Porém, a leitura “desenvolvimentista”, apesar de importante em vários aspectos,
fundamenta-se em quatro pressupostos questionáveis, como mostra Trindade:

1. As teses e os argumentos expostos nos diálogos


refletem posições platônicas (nomeadamente expressas por
Sócrates).
2. A data de composição do diálogo indica a
posição platônica naquele momento naquele momento da sua
evolução.
3. Em caso de contradição entre diálogos, as
obras mais tardias refletem a evolução pela qual Platão corrige
posições anteriores.
4. Análogo raciocínio deverá ser feito – o que é
mais grave – para as omissões: o silêncio nos diálogos
anteriores acerca de uma questão deverá implicar seu
abandono.7

Esses pressupostos podem isoladamente ser defensáveis, porém encadeados tornam a


posição “desenvolvimentista” muito problemática.
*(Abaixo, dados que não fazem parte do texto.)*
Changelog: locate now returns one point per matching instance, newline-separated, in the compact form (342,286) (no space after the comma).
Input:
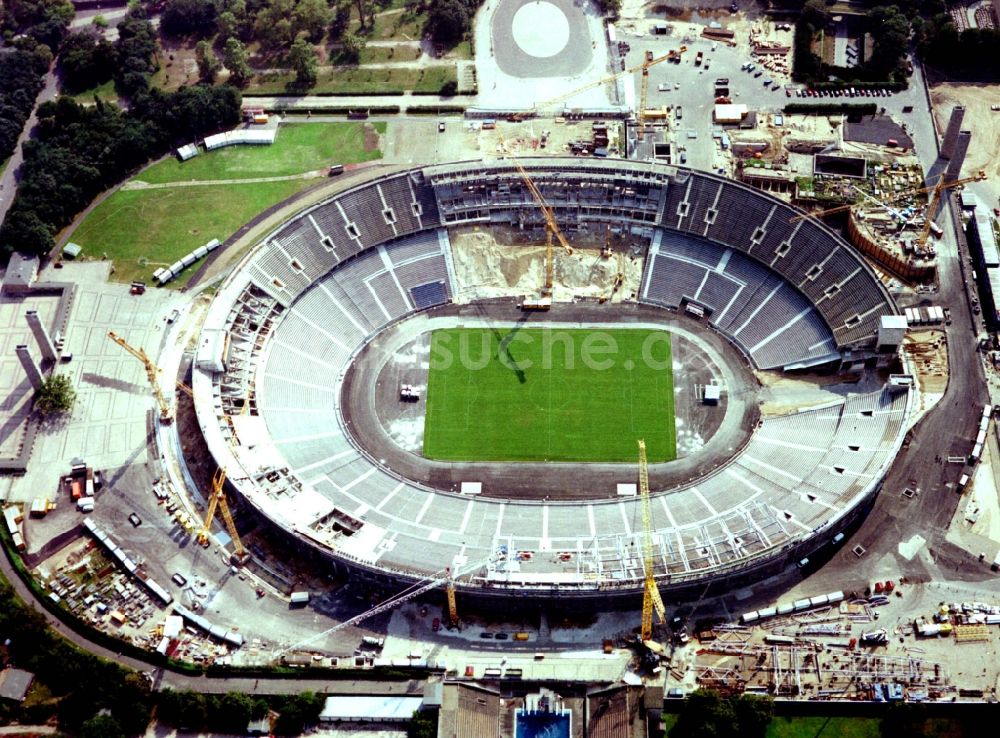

Quanto ao ponto dois, é importante ressaltar que
há dificuldades de determinar precisamente a ordem dos diálogos, mesmo através da estilometria 8.
Dentre as dificuldades temos, por exemplo, 9, que os diálogos “primeiros” ou “socráticos” podem
ser lidos como uma preparação para a República que é considerada um diálogo “médio”. Como é
possível que Sócrates tenha preparado uma introdução a teses que se contrapõem a sua posição?
Outra grande dificuldade é que três diálogos que parecem apresentar a “teoria das formas” - Fédon,
Banquete e Crátilo – pertencem, segundo a estilometria, ao primeiro grupo de diálogos10.
Portanto, ainda deve-se procurar uma leitura que seja justa a Platão. Procuremos uma
maneira de ler Platão que considere toda a amplitude da filosofia e do corpus platônico, sem
fecharmos de antemão caminhos possíveis.
É dado que Platão joga com numerosas estratégias em seus diálogos, que não podem ser
descritas em sua totalidade, porém, há certos princípios que devem ser mantidos em mente quando
se lê Platão. Talvez, mesmo diante de todas as contradições entre as leituras, possamos estabelecer
regras mais gerais e fundamentais que nos permitam transitar pelo corpus platônico.

5
Ibdem. p30.
6
Cf. Idem.
7
SANTOS, José Trindade. Para Ler Platão. Loyola. São Paulo. 2008. p36.
8
Estilometria é o estudo acerca das marcas de um certo autor que podem identificar um padrão em sua escrita. Essas
marcas, se presume, são inconscientes; se tais marcas mudaram ou permaneceram diante alguns diálogos, poderar-
se-á delimitar um período, por comparação.
9
Cf: ROWE, Chistopher. op cit. p31 et seq.
10
Há algumas disparidades neste âmbito. Em alguns comentadores o Crátilo é considerado o último diálogo
“socrático” e o Banquete e o Fédon os dois primeiros diálogos “médios”.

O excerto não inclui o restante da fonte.